Due out this December, Primordia from Wadjet Eye Games and Wormwood Studios has already proven that it seems to have what it takes to rekindle the old-school flavor of point and click games from that bygone era known as the Golden Age of gaming. After spending a little time with the preview build, it was obvious that this game is extremely niche and will appeal strictly to the old-school gamer who appreciates wasteland cyberpunk adventures.

The art-style and design looks like it comes right out of 1994 alongside Revolution Software's undeniably iconic adventure title Beneath a Steel Sky. Gamers who have a strong sense of resonating nostalgia from that little gem will find themselves right at home with Wormwood's Primordia, which takes a more post-apocalyptic approach to its cyberpunk affair.

Players take control of a robot named Horatio (no relation to the one from CSI: Miami) as he and his snide sidekick, Crispin, traverse the dusty sands of a desolate and cybernetic infused wasteland. The harsh atmosphere is made worse off thanks to a bullying robot usurping power supplies, making Horatio and his sidekick a target for his misdeeds. The game doesn't waste time getting to the point but at the same time leaves players with tons of questions that are explored through actual gameplay.

After the big bully robot damages Horatio and his ship, players are thrust into the terrifying situation of having to brave the wasteland, find a power source, recharge Horatio and his sidekick while also discovering the philosophy of robot independence, the god-man complex and a little bit of cyber-fantasy to keep things interesting.

I don't want to give anything away before you actually play the game, but I can say that first and foremost the art-style is an archaic mix of hand-painted scenarios and digitized drawings, truly encompassing the visual flavors and aesthetics that helped defined the era of the point-and-click adventure titles of the mid 1990s.
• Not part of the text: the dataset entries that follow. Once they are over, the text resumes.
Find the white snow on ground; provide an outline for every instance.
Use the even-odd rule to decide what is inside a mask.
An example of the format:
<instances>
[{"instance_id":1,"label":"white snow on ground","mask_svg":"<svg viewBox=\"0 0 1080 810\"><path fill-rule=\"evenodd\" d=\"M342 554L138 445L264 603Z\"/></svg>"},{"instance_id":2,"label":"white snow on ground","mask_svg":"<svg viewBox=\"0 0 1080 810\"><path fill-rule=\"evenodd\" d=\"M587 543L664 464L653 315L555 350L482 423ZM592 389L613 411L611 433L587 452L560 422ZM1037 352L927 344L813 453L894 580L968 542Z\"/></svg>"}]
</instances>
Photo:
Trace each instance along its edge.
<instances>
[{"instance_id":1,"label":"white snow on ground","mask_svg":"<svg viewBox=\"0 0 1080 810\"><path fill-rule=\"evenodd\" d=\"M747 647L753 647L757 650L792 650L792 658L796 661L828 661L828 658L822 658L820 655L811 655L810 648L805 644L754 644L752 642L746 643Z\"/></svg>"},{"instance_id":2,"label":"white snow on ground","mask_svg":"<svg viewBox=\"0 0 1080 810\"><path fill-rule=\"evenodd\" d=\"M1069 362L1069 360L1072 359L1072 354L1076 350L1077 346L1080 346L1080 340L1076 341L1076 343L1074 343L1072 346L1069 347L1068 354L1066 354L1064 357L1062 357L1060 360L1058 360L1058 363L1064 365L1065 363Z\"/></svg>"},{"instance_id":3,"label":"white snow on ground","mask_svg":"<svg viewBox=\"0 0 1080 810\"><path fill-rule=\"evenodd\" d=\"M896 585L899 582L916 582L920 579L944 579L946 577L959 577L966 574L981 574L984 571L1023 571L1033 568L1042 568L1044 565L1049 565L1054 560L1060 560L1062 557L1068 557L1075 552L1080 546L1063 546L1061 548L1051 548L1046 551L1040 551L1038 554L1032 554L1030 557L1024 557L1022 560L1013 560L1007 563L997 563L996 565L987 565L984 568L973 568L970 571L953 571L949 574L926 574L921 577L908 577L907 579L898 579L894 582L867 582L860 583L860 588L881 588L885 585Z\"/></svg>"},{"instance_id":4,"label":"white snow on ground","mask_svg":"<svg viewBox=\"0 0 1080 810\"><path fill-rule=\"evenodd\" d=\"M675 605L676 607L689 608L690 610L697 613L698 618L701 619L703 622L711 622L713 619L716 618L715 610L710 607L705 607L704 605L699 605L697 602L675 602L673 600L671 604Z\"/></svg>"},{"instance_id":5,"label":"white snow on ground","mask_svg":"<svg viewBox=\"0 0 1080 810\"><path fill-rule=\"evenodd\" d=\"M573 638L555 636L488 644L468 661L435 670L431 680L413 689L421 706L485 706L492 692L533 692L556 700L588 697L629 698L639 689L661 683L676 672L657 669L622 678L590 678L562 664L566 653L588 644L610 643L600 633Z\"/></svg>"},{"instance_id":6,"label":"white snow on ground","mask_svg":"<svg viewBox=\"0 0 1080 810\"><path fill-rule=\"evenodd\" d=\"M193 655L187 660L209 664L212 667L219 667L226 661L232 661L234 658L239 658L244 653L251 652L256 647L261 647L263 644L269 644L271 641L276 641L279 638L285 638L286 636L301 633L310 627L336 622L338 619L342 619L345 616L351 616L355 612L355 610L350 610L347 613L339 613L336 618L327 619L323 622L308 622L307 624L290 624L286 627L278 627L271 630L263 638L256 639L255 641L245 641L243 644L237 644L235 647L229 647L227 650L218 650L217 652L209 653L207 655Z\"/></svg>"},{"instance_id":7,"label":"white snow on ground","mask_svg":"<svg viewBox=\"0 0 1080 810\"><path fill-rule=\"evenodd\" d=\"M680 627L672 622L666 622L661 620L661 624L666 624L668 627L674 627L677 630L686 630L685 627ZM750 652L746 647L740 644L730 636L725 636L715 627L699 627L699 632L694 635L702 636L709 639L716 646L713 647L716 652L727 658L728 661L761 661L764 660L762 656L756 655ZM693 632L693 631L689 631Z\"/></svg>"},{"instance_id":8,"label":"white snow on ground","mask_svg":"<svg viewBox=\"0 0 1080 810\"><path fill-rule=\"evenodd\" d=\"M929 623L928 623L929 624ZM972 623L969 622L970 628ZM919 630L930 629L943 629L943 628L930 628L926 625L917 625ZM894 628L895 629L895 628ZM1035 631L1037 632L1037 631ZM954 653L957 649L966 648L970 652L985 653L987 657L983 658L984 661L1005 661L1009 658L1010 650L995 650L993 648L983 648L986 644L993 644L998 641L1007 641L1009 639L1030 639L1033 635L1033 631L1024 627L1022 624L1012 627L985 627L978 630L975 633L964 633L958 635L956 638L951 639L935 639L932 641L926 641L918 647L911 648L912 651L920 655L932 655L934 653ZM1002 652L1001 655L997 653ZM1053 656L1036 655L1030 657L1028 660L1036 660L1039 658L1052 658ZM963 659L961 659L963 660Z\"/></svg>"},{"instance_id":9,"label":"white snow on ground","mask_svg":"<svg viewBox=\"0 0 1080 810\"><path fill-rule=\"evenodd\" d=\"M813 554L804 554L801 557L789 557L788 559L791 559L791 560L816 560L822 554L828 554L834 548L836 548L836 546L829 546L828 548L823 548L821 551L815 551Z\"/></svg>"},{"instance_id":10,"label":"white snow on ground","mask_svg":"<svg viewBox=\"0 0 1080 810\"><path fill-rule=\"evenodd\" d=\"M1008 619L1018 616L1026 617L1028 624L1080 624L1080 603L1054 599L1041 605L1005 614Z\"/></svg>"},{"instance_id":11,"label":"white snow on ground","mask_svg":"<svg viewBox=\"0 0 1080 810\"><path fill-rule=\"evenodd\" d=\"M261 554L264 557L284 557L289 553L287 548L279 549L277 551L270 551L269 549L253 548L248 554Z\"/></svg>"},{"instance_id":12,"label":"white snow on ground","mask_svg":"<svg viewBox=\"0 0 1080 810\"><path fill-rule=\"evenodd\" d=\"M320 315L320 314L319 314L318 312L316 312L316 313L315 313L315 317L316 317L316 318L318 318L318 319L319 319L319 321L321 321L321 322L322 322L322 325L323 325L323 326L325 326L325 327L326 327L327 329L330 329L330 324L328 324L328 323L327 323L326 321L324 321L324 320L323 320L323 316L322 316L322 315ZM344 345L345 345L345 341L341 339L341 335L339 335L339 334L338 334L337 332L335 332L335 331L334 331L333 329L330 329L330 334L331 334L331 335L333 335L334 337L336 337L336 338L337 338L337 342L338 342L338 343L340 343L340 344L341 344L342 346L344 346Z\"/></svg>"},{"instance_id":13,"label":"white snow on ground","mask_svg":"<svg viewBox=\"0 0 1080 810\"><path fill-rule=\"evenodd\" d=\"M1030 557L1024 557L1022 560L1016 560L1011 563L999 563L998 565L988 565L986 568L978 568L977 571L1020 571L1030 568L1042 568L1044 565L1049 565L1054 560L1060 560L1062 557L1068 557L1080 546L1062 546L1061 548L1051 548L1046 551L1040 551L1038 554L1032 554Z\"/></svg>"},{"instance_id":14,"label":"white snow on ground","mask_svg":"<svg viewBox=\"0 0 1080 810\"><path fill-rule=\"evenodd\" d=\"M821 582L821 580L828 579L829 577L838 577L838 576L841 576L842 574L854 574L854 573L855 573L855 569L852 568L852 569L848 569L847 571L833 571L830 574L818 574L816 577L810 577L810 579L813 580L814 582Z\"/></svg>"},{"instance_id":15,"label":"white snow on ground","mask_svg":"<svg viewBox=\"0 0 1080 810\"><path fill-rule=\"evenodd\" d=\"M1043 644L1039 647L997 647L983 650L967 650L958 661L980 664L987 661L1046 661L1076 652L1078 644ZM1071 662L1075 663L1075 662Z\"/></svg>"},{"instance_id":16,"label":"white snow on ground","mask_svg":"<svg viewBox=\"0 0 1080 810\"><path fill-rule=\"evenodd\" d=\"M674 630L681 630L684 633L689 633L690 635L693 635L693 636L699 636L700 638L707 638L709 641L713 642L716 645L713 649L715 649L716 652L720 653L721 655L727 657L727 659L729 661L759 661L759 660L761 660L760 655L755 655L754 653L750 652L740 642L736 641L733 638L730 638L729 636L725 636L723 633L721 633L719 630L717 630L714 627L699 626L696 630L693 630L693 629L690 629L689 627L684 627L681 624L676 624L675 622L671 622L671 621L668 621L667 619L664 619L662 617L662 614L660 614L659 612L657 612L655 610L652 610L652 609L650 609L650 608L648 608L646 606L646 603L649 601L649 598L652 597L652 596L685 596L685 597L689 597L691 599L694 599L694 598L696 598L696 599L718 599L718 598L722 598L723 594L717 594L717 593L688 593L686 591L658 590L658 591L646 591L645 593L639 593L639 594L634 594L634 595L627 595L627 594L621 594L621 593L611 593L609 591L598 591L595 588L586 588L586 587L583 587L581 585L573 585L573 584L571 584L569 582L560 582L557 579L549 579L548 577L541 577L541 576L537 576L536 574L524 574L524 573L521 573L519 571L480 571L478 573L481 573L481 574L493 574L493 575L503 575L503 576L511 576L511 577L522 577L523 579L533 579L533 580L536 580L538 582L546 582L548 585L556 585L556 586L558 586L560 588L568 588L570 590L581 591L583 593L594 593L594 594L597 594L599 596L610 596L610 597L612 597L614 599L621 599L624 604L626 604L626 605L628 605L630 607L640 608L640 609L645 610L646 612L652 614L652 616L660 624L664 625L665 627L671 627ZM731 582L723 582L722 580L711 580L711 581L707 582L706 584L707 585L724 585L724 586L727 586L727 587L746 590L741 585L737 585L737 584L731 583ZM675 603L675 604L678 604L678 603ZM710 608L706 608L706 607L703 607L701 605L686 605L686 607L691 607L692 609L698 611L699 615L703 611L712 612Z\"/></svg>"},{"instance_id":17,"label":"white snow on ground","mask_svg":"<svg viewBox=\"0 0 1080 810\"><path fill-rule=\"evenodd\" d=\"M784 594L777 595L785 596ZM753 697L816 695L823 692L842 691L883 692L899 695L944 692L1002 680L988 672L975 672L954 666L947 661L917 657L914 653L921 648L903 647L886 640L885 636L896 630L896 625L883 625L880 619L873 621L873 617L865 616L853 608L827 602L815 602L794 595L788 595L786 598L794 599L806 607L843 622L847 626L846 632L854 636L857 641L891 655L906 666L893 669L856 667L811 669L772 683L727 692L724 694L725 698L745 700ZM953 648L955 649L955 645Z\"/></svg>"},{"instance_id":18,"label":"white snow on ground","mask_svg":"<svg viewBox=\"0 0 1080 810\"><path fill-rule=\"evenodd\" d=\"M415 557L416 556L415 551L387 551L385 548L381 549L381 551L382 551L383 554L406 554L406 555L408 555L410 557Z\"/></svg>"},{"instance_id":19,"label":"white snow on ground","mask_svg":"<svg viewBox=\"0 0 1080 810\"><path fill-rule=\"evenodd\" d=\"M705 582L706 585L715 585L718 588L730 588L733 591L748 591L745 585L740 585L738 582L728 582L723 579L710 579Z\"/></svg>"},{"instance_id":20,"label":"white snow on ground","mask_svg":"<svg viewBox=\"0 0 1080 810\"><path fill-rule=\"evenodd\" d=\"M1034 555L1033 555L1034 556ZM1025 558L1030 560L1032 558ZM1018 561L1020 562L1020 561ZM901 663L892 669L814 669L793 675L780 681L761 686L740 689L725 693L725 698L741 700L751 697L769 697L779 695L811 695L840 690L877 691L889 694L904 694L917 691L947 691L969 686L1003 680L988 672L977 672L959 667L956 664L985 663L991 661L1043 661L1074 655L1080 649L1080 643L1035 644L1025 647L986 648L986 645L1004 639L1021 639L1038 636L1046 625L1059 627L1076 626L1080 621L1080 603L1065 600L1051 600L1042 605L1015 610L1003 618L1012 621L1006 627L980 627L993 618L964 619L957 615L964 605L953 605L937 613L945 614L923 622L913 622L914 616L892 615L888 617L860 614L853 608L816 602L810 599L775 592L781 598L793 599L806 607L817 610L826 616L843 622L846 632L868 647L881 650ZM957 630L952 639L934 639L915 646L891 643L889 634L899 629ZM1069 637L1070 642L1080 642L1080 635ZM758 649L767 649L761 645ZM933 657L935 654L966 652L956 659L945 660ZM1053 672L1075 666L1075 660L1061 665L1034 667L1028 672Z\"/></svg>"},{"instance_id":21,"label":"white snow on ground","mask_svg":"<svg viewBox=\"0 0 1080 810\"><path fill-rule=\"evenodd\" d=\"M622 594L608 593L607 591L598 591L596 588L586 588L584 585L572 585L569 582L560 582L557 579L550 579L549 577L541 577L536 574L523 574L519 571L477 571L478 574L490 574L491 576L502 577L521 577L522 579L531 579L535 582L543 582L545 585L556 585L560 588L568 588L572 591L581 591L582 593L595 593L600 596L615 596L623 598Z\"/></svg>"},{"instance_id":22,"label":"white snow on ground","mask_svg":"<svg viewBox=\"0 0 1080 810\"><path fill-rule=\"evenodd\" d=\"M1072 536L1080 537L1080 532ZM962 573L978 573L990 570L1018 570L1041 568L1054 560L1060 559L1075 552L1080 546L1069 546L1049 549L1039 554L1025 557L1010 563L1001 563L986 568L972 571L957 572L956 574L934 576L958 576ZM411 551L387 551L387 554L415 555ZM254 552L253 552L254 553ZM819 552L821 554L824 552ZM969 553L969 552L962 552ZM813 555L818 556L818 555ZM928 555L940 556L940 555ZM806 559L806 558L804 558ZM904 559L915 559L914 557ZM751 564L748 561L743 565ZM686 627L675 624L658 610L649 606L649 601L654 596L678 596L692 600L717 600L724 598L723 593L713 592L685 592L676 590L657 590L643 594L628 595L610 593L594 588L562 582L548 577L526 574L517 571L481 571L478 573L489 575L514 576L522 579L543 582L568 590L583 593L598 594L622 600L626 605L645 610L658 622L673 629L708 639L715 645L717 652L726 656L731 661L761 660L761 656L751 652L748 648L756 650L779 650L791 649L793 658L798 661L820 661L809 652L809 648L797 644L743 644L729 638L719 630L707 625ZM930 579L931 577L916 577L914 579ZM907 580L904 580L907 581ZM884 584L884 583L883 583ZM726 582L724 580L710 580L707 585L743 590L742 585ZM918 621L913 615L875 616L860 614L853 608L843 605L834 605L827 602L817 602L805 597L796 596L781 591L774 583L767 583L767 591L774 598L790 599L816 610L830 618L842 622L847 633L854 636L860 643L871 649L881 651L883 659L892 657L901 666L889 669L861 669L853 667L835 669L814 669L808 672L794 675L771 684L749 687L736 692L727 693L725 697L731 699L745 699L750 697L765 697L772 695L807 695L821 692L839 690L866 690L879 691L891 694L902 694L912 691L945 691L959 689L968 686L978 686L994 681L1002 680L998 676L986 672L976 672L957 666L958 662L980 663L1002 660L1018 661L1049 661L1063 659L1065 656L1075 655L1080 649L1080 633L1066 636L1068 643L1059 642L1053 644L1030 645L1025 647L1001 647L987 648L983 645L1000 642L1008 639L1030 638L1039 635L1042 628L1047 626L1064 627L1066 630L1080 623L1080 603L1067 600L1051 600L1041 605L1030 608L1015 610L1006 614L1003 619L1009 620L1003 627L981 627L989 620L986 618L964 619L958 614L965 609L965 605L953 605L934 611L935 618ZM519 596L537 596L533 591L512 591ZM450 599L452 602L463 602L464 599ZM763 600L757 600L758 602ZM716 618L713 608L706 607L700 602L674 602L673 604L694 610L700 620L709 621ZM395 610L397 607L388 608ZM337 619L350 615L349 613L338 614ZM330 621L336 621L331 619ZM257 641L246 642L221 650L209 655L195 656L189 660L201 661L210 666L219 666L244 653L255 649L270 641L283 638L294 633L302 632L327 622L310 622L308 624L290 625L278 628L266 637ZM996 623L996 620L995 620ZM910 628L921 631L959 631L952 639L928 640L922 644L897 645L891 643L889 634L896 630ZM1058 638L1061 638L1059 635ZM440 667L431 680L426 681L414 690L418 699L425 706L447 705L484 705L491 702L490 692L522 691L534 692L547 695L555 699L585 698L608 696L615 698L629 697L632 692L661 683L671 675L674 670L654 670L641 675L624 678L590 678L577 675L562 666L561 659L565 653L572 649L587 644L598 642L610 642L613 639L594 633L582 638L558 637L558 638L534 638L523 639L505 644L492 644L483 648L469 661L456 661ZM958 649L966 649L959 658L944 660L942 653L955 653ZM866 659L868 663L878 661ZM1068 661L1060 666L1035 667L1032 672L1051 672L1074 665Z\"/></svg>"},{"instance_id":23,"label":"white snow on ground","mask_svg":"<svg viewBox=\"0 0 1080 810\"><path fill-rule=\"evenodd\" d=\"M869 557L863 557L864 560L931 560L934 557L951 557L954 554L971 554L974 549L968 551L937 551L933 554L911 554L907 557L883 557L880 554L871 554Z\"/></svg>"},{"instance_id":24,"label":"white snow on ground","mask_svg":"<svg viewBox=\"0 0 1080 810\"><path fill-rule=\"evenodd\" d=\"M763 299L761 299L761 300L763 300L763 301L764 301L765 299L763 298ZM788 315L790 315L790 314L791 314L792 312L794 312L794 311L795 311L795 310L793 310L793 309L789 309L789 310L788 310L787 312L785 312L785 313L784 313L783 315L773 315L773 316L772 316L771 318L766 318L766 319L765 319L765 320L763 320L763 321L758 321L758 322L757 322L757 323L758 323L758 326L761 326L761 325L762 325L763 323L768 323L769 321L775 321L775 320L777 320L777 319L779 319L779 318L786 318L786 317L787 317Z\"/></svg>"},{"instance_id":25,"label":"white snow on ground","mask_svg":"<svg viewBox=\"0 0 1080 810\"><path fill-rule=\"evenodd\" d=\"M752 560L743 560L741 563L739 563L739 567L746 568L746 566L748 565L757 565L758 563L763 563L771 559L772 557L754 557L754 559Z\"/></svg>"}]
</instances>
What's more, is that this game isn't just about dabbling into the cybermacy of old-school point and click games, it actually encompasses a solid grasp of the wasteland cyberpunk depictions from movies like Crash and Burn (also known as Hardware), The Blood of Heroes and a cyberjunkie take on the artwork of H.R. Geiger. It's the sort of thing that die-hard cyberpunk fans will instantly fall in love with, but something new-school gamers may or may not like depending on their willingness to accept a game that doesn't look like it was assimilated with a Michael Bay film filter.

But let's talk a little bit about the game (while also not giving anything important away). The one thing you can take away from the experience, other than the truly inspired artwork and graphic designs – and am I the only one who loves those old beat-up, Tandy TRS-style computer designs used in cyberpunk films even though they're supposed to be futuristic? Just me? Okay, moving on – is that the game is challenging, frustrating and difficult without being impossible.

You won't find yourself having to reload the game because you screwed up and put the transistor connector inside the flux capacitor instead of putting it inside the modular photon drive. In other words, it's thought-provoking without being hand-holding and it's difficult without being King's Quest 6-hard. In new-school gaming talk: you'll be able to have fun without having to restart because you screwed up once. Depending on how die-hard a point-and-click fan you are will determine whether you like that style of play.

So far, the game looks great for the kind of genre it's presenting and so long as the actual game has enough longevity it could be a real treat for adventure fans. The voice acting is especially good for a low-budget title and it's easy to get attached to Horatio and his sidekick Crispin.